Qui suis-je alors ? Un mauvais citoyen, le responsable de la montée « des extrêmes », l’un de ceux qui abandonnent trop tôt, baissent les bras dans les moments difficiles ?

                Et si mon non-vote était un non-vote d’adhésion, si l’on me demandait directement sa signification, sans jugement, sans faire peser une quelconque responsabilité des résultats des élections sur mes épaules. Car si je suis responsable d’une chose c’est bien de faire partie des 50% de non-votants.

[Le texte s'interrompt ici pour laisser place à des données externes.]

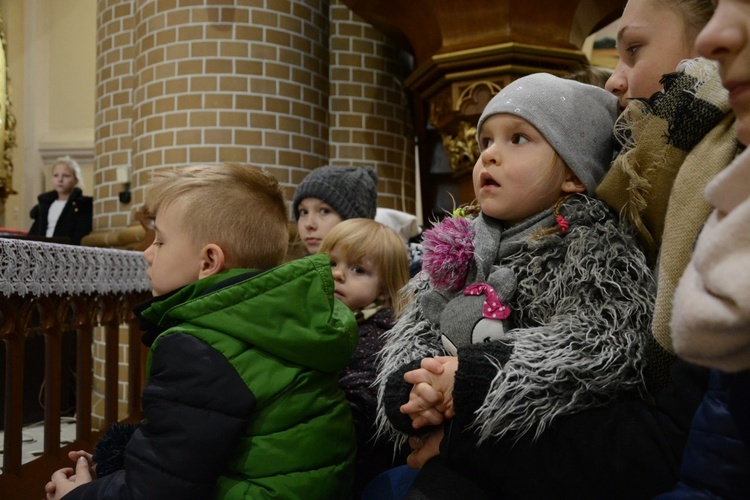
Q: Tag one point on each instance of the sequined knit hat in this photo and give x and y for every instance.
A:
(576, 119)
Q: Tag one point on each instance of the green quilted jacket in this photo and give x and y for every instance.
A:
(242, 399)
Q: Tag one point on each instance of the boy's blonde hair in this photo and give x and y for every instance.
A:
(366, 239)
(238, 207)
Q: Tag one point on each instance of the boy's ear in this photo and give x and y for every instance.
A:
(571, 184)
(212, 260)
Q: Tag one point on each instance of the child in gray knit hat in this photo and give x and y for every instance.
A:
(530, 306)
(329, 195)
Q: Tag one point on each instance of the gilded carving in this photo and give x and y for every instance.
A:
(462, 149)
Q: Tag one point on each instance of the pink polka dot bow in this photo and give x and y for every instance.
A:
(493, 307)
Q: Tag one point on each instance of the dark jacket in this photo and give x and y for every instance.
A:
(627, 448)
(76, 219)
(357, 381)
(575, 338)
(242, 399)
(716, 463)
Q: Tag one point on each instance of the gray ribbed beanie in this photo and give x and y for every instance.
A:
(351, 191)
(576, 119)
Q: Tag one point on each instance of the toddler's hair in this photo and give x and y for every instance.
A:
(366, 239)
(238, 207)
(72, 165)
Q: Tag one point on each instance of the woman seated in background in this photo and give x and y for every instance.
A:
(63, 212)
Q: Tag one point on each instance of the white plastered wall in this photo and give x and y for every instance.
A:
(51, 55)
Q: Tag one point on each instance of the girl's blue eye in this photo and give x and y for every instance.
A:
(519, 139)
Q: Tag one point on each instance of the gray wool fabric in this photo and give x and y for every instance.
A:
(351, 191)
(576, 119)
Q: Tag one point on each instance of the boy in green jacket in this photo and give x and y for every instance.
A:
(242, 399)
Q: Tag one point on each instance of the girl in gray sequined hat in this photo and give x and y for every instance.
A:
(530, 307)
(329, 195)
(575, 118)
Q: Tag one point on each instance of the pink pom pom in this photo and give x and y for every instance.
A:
(448, 249)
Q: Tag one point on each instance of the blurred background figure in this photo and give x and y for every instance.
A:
(63, 212)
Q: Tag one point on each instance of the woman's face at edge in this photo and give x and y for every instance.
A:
(652, 38)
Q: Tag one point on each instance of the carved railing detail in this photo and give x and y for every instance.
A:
(56, 290)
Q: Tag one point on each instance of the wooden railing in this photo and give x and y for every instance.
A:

                Je n’ai jamais aimé les QCM, ces questionnaires à choix multiples qui vous proposent un nombre très limité de réponses en bridant de manière insensée et au fond très violente votre capacité d’interprétation et de réponse à une question. Ces élections sont au fond une forme de QCM, mes possibilités de choix sont coincées entre trois réponses que je ne veux pas choisir, ne pensant pas qu’elles soient les plus adaptées pour répondre à mes interrogations et aspirations.

                Ainsi j’ai fait le choix de ne pas choisir.  Je ne veux pas choisir par défaut. Je veux adhérer à des idées, participer à les constituer, agir au nom d’elles pour être force de changement. Et ce changement je le veux  ici et maintenant et ne pense pas (plus) malheureusement que celui-ci puisse arriver par les urnes.

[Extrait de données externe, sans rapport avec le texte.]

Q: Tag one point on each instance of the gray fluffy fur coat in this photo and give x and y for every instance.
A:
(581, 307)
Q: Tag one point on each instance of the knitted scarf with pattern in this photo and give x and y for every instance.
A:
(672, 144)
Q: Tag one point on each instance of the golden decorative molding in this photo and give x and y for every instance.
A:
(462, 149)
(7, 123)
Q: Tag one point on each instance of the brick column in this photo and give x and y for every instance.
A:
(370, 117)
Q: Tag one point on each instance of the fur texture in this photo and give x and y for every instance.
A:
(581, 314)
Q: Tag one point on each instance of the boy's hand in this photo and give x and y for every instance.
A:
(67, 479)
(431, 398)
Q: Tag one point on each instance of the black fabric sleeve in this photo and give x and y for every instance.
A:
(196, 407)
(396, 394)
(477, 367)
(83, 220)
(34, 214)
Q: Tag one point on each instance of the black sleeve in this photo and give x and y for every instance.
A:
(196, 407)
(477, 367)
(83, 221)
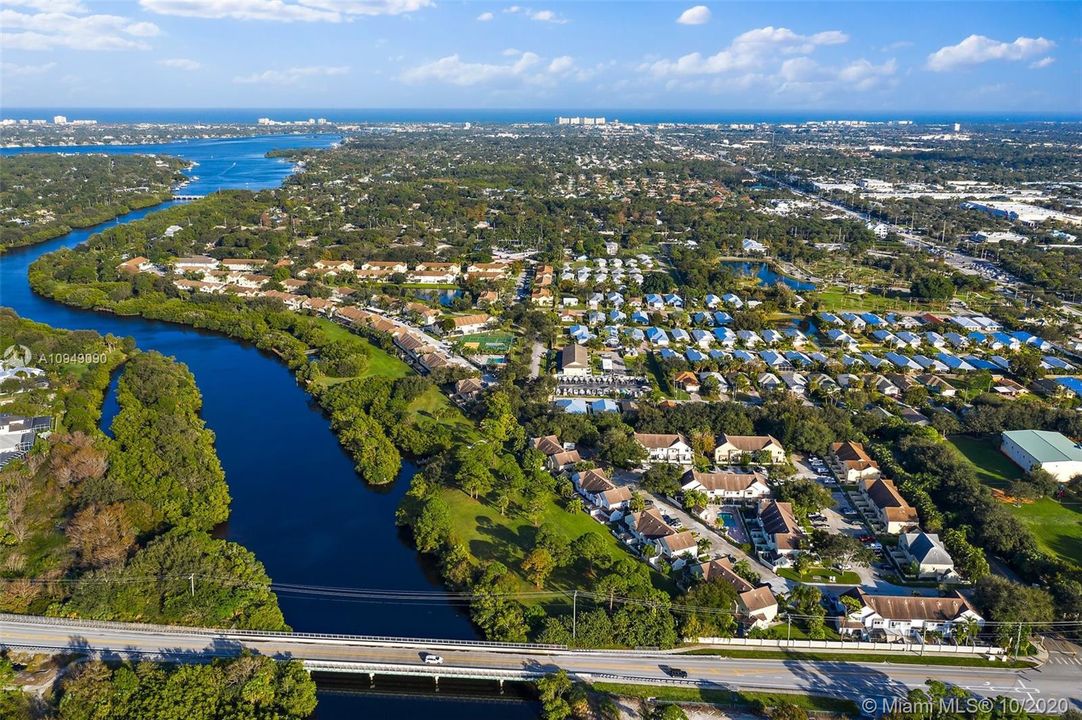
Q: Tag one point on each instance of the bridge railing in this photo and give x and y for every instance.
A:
(268, 635)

                Ainsi si ce non-vote était un non-vote porteur d’espoir ?

Le non-vote de forces qui n’ont plus le temps de chercher de l’espoir dans des structures à qui l’ont a accordé trop de temps, pour lesquelles nous avons dépensé trop de forces sans voir de résultats. Un non-vote d’action, de ceux qui s’engagent par leurs lectures, réflexions, actions quotidiennes, engagements associatifs. Abstentionnistes et citoyens actifs nous ne désertons pas le champ politique, nous le réinvestissons dans l’action, forces de changement. Ainsi renonçons-nous  à un droit d’expressions fondamental, car nous ne le considérons plus comme effectif, cela pour réinventer l’expression démocratique ailleurs, chez nous dans la société.

                Faisons confiance aux abstentionnistes révoltés, ceux qui savent dire non. Avec Camus un homme révolté refuse, « Mais s’il refuse, il ne renonce pas ». Les abstentionnistes justement refusent mais ne renoncent pas. Bien loin de la fatalité de ceux qui « votent utiles » ou  pour « faire barrage » ils pratiquent le non-vote d’adhésion et par cela souhaitent affirmer l’obsolescence d’un système politique. Leur vote est un appel, un appel au renouvellement du système politique, un appel à l’action et à la réflexion pour être réellement forces de changement.

                L’abstention est symptomatique de l’épuisement d’un temps, d’un système, notre non-vote appelle au changement. Ainsi hommes et femmes politiques tremblez, l’abstention, le non-vote d’adhésion vous menace bien plus que le « vote extrême ».

                Le vote est un droit et nous pensons qu’il est du devoir de chacun de savoir quand il lui faut l’exercer ou non.